Lantas apa kunci keluarga Pak Tamim dan Bu Wiwi dalam menyiasati kesibukan dan keluarga? Keseimbangan proses. Walaupun mereka berdua sibuk, mereka telah menetapkan pola hubungan keluarga yang saling bertanggung jawab dan konsisten satu sama lain. Jadwal ruhiyah mereka selepas maghrib adalah berinteraksi dengan Al Qur’an. Jika mereka sedang jauh dari putra-putrinya, keduanya berusaha tetap berkomunikasi dengan putra-putrinya.
Menjadikan putra-putrinya seluruhnya hafal Al Qur’an adalah visi yang tertanam begitu kuat pada keluarga Pak Tamim, yang kemudian dikembangkan menjadi tahapan-tahapan misi serta rencana strategis untuk mencapainya.

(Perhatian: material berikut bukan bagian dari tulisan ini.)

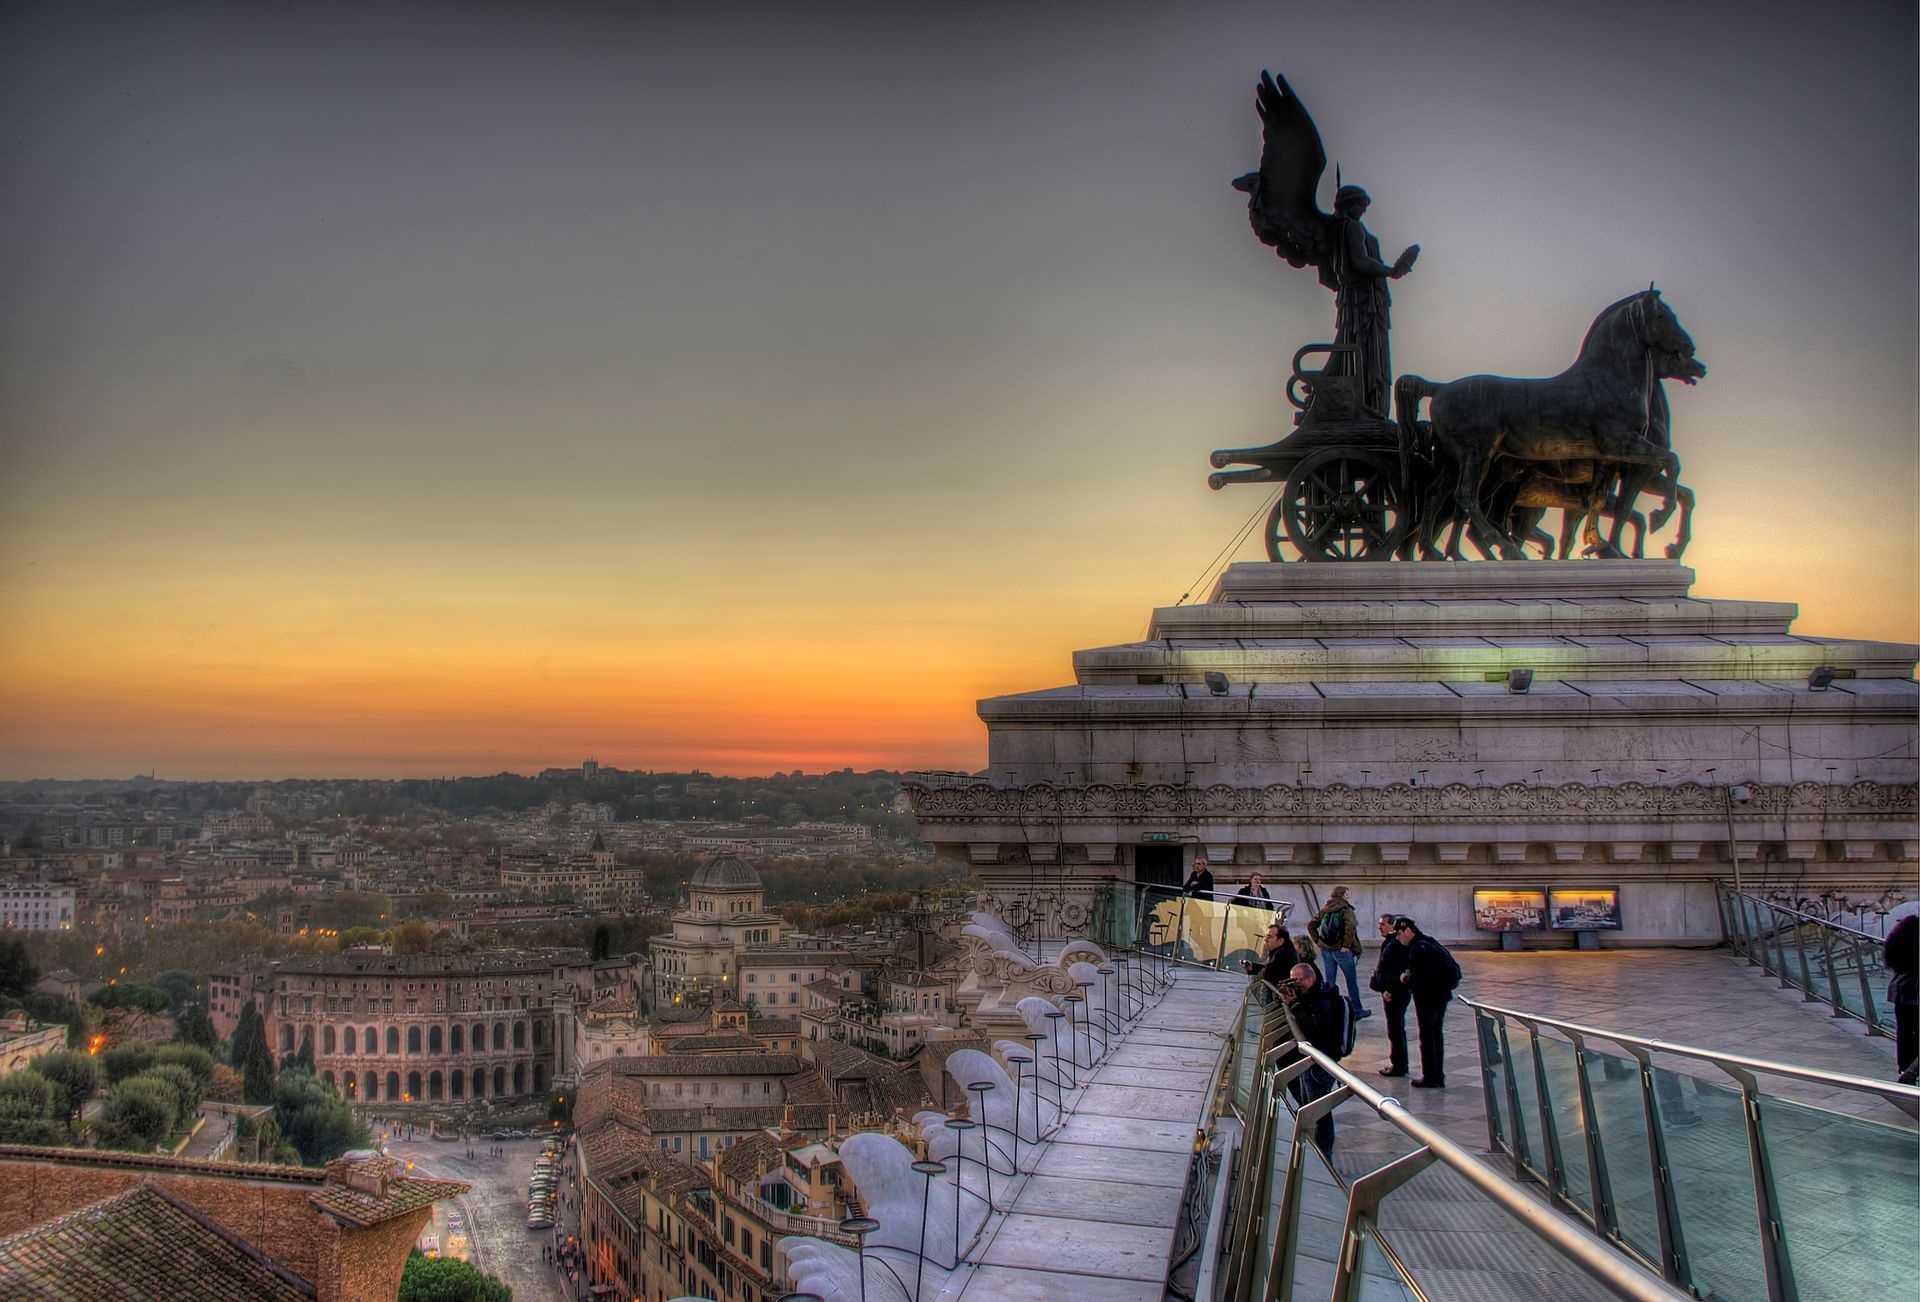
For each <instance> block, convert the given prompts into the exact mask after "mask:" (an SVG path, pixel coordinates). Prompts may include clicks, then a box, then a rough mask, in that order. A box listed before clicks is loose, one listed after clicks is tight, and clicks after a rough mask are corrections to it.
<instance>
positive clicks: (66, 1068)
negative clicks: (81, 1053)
mask: <svg viewBox="0 0 1920 1302" xmlns="http://www.w3.org/2000/svg"><path fill="white" fill-rule="evenodd" d="M31 1070H33V1072H38V1073H40V1075H42V1077H44V1079H46V1081H50V1083H52V1085H54V1095H56V1097H54V1102H56V1104H60V1114H61V1116H65V1118H73V1114H77V1112H79V1110H81V1108H83V1106H86V1100H88V1098H92V1097H94V1091H96V1089H100V1064H98V1060H96V1058H92V1056H88V1054H77V1052H71V1050H65V1049H61V1050H56V1052H50V1054H42V1056H40V1058H35V1060H33V1066H31Z"/></svg>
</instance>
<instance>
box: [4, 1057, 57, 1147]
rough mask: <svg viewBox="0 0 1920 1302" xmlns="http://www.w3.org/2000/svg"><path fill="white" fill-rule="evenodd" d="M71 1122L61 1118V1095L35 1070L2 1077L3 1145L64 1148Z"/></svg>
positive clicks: (53, 1084) (53, 1083)
mask: <svg viewBox="0 0 1920 1302" xmlns="http://www.w3.org/2000/svg"><path fill="white" fill-rule="evenodd" d="M65 1141H67V1121H65V1118H61V1116H60V1091H56V1089H54V1083H52V1081H48V1079H46V1077H44V1075H40V1073H38V1072H33V1070H25V1072H13V1073H12V1075H0V1143H8V1145H60V1143H65Z"/></svg>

“Enam tahun pertama, diawali pasangan ini dengan memberikan bekal dan motivasi kepada anak-anaknya untuk menghafal. Enam tahun kedua, mulai diciptakan lingkungan yang kondusif untuk mengembangkan fitrah Qur’ani anak-anaknya. Dan enam tahun berikutnya, diarahkan untuk mengikuti perkembangan kecenderungan ilmu
yang diminati putra-putrinya.”
Pembiasaan dan manajemen waktu juga menjadi kunci sukses cita-cita besar ini. Seperti Bu Wiwi yang secara intensif dan istiqamah mengagendakan interaksi dengan Al Qur’an bagi putra-putrinya setiap ba’da subuh dan ba’da maghrib. Pak Tamim pun berusaha mengkomunikasikan tujuan pendidikan keluarganya dengan menyampaikannya secara langsung kepada putra-putrinya. Hal ini pun bisa menimbulkan efek psikologis yang positif bagi anak-anaknya. Metode pemberian hadiah yang biasa digunakan oleh para pendidik, juga diterapkan oleh Pak Tamim dan Bu Wiwi. Usaha pasangan suami istri ini sungguh luar biasa, dan hal ini pun diakui oleh anak-anaknya. Mereka sangat bersyukur dikaruniai kedua orang tua yang terus memotivasi mereka untuk menjadi hafiz-hafizah Qur’an.
Putra-putri Pak Tamim dan Bu Wiwi yang berjumlah 11 orang (7 anak laki-laki dan 4 anak perempuan, putri kesebelasnya telah meninggal dunia di usia 3 tahun) kini telah tumbuh menjadi hafiz-hafizah Qur’an dan memiliki prestasi di bidangnya masing-masing.
“Keyakinan bahwa saat seorang anak memiliki bacaan, hafalan dan intensitas dalam berinteraksi dengan Al Qur’an bagus, semuanya akan bagus. Artinya, prestasi duniawi pun akan bergerak mengikuti prestasi ukhrawi berupa kemampuan menghafal Al Qur’an.
Pak Tamim pun yakin bahwa Al Qur’an adalah dasar bagi segala ilmu.”
Pada akhir buku, penulis juga menambahkan uraian tentang keutamaan yang akan diraih oleh penghafal Al Qur’an, baik di dunia maupun di akhirat, dan beberapa kunci sukses menjadi penghafal Al Qur’an.
Insya Allah, dengan pemaparan yang baik oleh penulis, kita akan bisa menikmati isi buku ini. Jadi lebih lengkapnya, baca langsung di bukunya ya… Semoga Allah juga memberikan kemudahan bagi kita untuk membentuk keluarga yang berbasis Qur’ani.